Tuttavia oggi l’interesse degli europei è avere dei rapporti cordiali con Washington e non reagire in modo eccessivo alle stravaganze di Trump. In un mondo ridiventato imprevedibile e pericoloso, l’Europa è oggi troppo fragile, troppo divisa, per fare da sé.

Ma gli europei sarebbero irresponsabili se non facessero tesoro di quello che sta succedendo adesso a Washington e non pensassero che sarebbe tempo di prendere in mano il loro destino collettivo. Non lo hanno fatto finora sul piano della sicurezza, rassicurati dalla presenza del “grande fratello” protettore americano.

In gennaio questo editoriale “ringraziava” Trump per aver offerto un nemico comune a degli europei disuniti. Da allora molte cose sono cambiate e prima i Paesi Bassi e poi in maniera ancora più convincente la Francia hanno dimostrato che non c’è un’inevitabilità populista.

La formazione del primo governo Macron ha confortato l’idea che l’ora del contrattacco della vecchia Europa potrebbe essere arrivata.
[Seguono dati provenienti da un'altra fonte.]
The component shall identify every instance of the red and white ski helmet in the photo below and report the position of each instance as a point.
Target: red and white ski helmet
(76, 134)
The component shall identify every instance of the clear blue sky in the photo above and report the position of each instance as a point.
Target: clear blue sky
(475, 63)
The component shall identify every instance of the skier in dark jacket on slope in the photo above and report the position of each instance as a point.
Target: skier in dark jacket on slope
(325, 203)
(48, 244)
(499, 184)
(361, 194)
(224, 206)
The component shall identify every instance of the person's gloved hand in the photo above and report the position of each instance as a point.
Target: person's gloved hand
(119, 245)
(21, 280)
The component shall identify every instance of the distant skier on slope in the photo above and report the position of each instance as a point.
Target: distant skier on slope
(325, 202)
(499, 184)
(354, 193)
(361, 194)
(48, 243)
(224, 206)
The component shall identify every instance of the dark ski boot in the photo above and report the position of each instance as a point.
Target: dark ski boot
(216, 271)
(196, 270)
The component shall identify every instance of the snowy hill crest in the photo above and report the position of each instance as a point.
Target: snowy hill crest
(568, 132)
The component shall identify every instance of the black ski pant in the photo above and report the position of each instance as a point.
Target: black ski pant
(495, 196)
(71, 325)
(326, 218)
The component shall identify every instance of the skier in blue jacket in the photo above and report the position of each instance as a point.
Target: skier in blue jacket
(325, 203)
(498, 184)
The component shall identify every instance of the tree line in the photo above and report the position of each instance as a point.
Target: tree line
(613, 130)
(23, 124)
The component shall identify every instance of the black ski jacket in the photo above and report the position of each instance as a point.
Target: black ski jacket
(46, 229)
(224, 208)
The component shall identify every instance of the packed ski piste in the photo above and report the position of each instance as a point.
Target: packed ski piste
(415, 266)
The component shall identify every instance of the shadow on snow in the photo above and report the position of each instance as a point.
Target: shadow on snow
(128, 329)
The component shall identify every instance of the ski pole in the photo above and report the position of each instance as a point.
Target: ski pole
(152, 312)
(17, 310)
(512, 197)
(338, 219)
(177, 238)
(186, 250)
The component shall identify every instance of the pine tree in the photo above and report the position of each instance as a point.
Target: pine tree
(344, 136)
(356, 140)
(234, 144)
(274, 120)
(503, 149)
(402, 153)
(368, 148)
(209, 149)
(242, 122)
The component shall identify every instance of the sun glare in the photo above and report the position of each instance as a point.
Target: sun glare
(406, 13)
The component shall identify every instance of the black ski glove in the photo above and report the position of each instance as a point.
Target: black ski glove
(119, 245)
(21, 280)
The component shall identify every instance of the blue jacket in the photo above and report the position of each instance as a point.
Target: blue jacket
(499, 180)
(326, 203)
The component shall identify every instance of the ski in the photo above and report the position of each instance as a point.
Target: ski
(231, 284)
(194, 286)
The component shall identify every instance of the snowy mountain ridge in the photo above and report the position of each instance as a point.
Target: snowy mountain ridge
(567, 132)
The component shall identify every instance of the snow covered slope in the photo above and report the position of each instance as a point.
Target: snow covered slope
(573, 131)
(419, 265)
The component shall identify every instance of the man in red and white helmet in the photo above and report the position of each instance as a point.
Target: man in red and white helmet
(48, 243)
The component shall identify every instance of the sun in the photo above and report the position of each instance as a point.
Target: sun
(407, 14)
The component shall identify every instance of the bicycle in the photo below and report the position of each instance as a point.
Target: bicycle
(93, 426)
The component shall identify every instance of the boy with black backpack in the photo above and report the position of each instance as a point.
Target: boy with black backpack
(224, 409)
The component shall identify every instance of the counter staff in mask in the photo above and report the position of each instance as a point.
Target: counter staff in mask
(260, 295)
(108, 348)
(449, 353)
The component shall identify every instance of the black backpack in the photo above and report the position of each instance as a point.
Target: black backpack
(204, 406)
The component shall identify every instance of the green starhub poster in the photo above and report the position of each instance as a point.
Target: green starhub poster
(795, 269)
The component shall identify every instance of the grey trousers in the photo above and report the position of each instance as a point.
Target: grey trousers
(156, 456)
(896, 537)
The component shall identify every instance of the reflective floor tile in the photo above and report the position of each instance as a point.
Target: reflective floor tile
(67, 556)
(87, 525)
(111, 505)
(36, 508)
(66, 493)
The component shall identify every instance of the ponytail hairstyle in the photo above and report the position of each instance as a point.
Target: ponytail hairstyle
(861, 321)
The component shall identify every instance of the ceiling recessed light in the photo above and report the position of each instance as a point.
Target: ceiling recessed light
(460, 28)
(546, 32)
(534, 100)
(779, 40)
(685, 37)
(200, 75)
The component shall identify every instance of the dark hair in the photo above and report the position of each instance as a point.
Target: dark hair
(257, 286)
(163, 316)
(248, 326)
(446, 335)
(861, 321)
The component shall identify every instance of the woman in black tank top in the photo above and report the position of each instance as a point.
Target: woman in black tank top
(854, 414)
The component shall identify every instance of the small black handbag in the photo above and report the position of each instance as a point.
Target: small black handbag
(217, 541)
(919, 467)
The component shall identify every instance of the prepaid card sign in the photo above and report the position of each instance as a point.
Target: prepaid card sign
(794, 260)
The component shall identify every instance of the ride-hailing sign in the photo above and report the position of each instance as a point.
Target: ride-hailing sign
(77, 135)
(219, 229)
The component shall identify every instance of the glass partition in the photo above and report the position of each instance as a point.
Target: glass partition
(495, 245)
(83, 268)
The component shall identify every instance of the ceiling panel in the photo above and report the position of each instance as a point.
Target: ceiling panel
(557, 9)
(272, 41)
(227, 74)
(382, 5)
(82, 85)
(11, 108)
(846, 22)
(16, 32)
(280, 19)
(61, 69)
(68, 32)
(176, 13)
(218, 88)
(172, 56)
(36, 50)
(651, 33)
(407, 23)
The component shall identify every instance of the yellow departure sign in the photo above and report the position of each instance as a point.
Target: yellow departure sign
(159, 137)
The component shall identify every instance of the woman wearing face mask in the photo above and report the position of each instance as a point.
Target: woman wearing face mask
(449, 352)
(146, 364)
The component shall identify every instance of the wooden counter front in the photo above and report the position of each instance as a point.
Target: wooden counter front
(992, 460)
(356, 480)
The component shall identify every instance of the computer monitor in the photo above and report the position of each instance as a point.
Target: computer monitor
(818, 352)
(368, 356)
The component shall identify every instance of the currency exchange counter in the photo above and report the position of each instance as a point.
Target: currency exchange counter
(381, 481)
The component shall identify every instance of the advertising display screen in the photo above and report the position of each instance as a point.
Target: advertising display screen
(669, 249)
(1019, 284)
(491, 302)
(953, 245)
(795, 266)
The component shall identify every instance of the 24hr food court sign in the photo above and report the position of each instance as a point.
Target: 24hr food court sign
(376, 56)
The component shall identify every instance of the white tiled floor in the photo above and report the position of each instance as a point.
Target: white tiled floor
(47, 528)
In primo luogo contrattacco contro se stessa, contro l’idea stessa del suo declino e della sua obsolescenza.

Il carattere apertamente europeista del governo francese con personalità significative come l’eurodeputata Sylvie Goulard alla difesa o della sua collega del parlamento di Strasburgo Marielle de Sarnez agli affari europei, il nuovo nome del Quai d’Orsay ribattezzato ministero dell’Europa e degli affari esteri, per mostrare che l’Europa non è più l’estero, sono tutte cose che vanno nella direzione indicata da Macron durante la sua campagna.

Il viaggio a Berlino del neopresidente francese faceva parte tanto della tradizione franco-tedesca quanto della volontà strategica di non perdere tempo prezioso su questo fronte. La speranza è che questa dinamica ricominci a mettersi in movimento e, come scrive non un giornale europeo ma l’editorialista del New York Times Roger Cohen, “il 2017 potrebbe essere l’anno dell’Europa”.

Manca solo un elemento per risvegliare il continente, e l’incontro con Trump a Bruxelles potrebbe fornirlo: la scomparsa di un alleato affidabile e stabile dall’altra parte dell’Atlantico.